Mumbai: Country's fourth largest telecom operator Idea Cellular, which reported 14 per cent rise in consolidated net profit at Rs 228.6 crore for the October- December quarter, ruled out any headline tariff change in the short run.
It had reported net profit of Rs 200.98 in the third quarter of 2011-12 fiscal.
Total income of the Aditya Birla Group company, which is partly owned by Malaysia's Axiata Group, rose 11 per cent to Rs 5,578.58 crore during the quarter, from Rs 5,030.82 crore in Q3, last fiscal.
Despite tepid numbers, this is the third straight quarter of earnings growth for the mobile operator.
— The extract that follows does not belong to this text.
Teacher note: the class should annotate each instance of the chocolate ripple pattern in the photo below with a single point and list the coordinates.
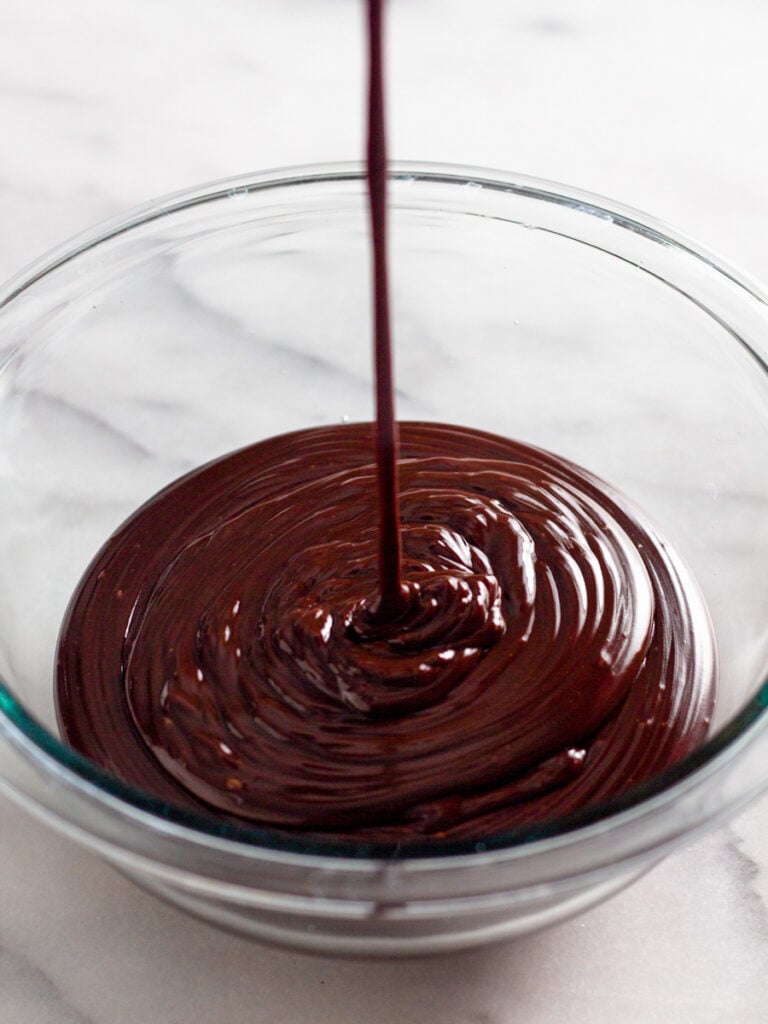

"In spite of regulatory interventions impacting subscriber acquisition and value added services business model, we could report a sequential quarterly revenue growth of 5 per cent. The margins were lower in Q3 due to inflationary costs like diesel and electricity price hike and higher expenditure on advertisements," Idea Cellular Managing Director Himanshu Kapania told reporters here this evening.
Despite the numbers being below Street expectations, the Idea counter closed 0.6 per cent up at Rs 113.50 on the BSE, while the exchange's index, Sensex, shed 113 points.
On tariff hike plan, Kapania said it will review tariffs but ruled out headline tariff change in short-run. "We will wait and see, how low price operators decide on their tariff."
The quarterly revenue growth is led by expansion of voice minutes by 5.2 per cent to 132.2 billion minutes, compared to 125.6 billion minutes in Q2, indicating consumer demand for voice telephony remains robust. The company clocked 2.9 million VLR (visitor location register) subscriber additions in Q3 against 0.6 million in Q2, despite implementation of stricter verification norms.
Contrary to expectations, the average realised rate per minute (ARPM) fell this quarter to 41.1 paise against 41.3 paise per minute in Q2. The challenge on ARPM is on account of fall in the non-voice revenue contribution to 14.6 per cent, driven down 1 per cent over the last quarter, by Trai's new VAS regulation, Kapania said.